Son olarak 8 Temmuz 2025 tarihli AİHM kararı sonrası yaptıkları tahliye başvurusunun Ankara 22. Ağır Ceza Mahkemesi’nce reddedildiğini belirten Karaman, mahkemenin ret gerekçelerini şöyle sıraladı:
“1) Kararın henüz kesinleşmediği, 2) Kararın Demirtaş’ın 20 Eylül 2019 tarihli tutukluluğuna ilişkin olduğu, oysa Demirtaş’ın artık suç şüphesi üzerine tutuklu değil, mahkûmiyete bağlı tutuklu olduğu”.
KRİTİK TARİH: 8 EKİM
AİHM Daire kararlarına karşı tarafların üç ay içinde Büyük Daire’ye itiraz edebileceğini açıklayan Karaman, sürecin nasıl işlediğini şu sözlerle anlattı:
“İtirazı önce ‘Panel’ denilen 5 kişilik bir heyet incelemekte, itirazın ciddi bulunması halinde başvuru Büyük Daireye gönderilmektedir. Panel’in ön incelemede itirazı, Büyük Daireye göndermeye değer görmemesi halinde ise Daire kararı kesinleşmiş olacaktır.”

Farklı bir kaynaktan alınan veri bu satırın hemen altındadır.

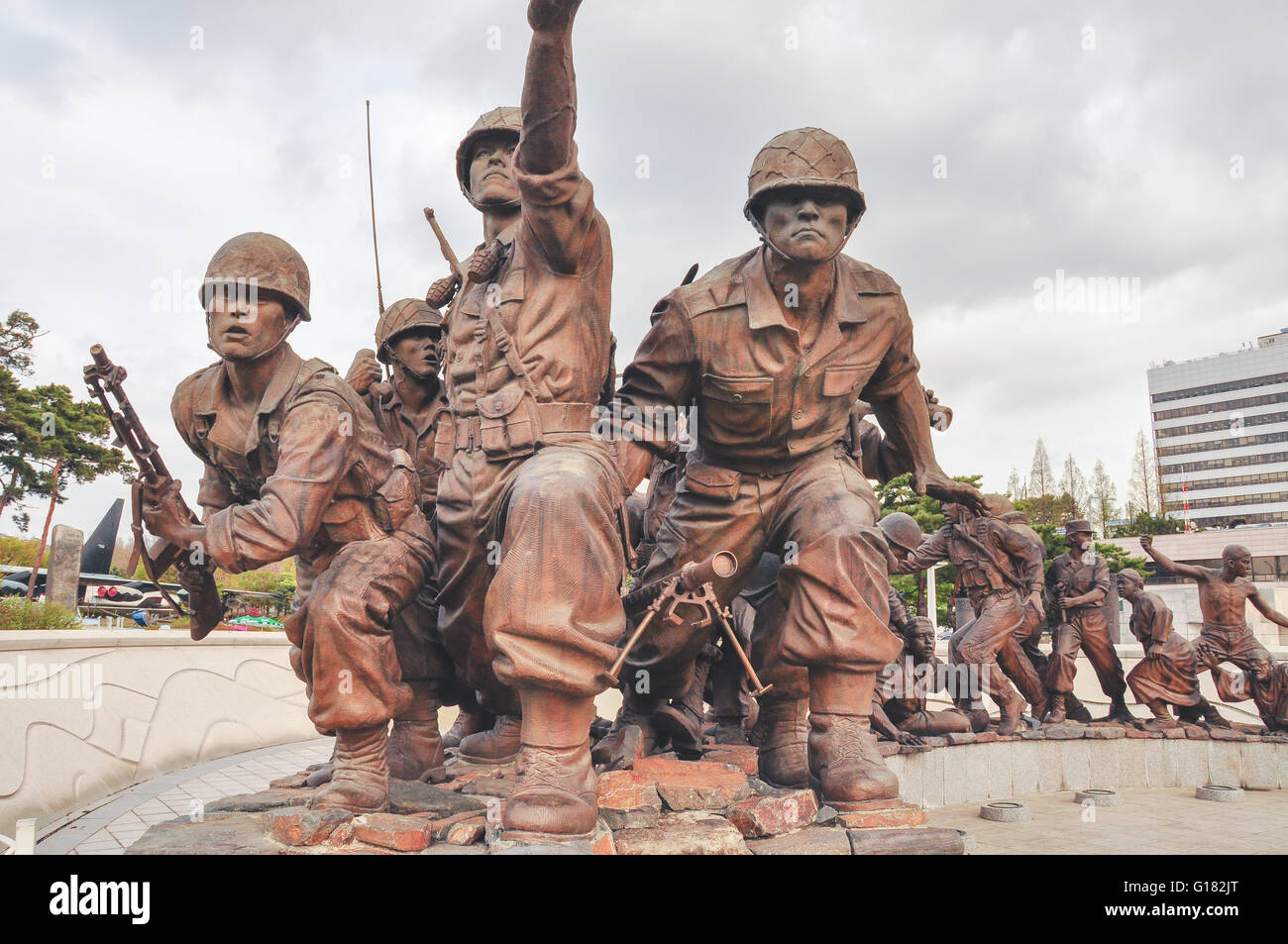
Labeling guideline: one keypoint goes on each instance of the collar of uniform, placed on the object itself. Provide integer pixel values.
(763, 308)
(214, 395)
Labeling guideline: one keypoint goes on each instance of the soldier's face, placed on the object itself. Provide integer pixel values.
(244, 325)
(492, 170)
(1239, 565)
(805, 226)
(921, 643)
(417, 351)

Bu çerçevede Karaman, kritik tarihi şu sözlerle işaret etti:
“Diğer taraftan, şayet hükümet tarafından itiraz edilmezse, 8 Ekim 2025 tarihinde de son AİHM kararı kesinleşecektir.” Hükümetin itiraz etmemesinin “anlamlı olacağını” belirten Karaman, “Zaten benzer itirazların AİHM nezdinde bir karşılık bulmayacağı önceki AİHM Büyük Daire kararı ile de sabittir” dedi.
TAHLİYE BEKLENTİSİ
Açıklamada, “24 Eylül 2025 tarihi itibariyle Kobani dosyası istinaf incelemesi için Ankara Bölge Adliye Mahkemesi 22. Ceza Dairesine gönderilmiştir” bilgisi de paylaşıldı. Karaman, “Sayın Demirtaş hakkında verilen AİHM kararının, 6-8 Ekim olayları nedeniyle haklarında mahkûmiyet kararı verilen diğer tüm siyasetçiler açısından da geçerli olduğunun altını çizmek gerekir” diyerek kararın emsal niteliğine vurgu yaptı.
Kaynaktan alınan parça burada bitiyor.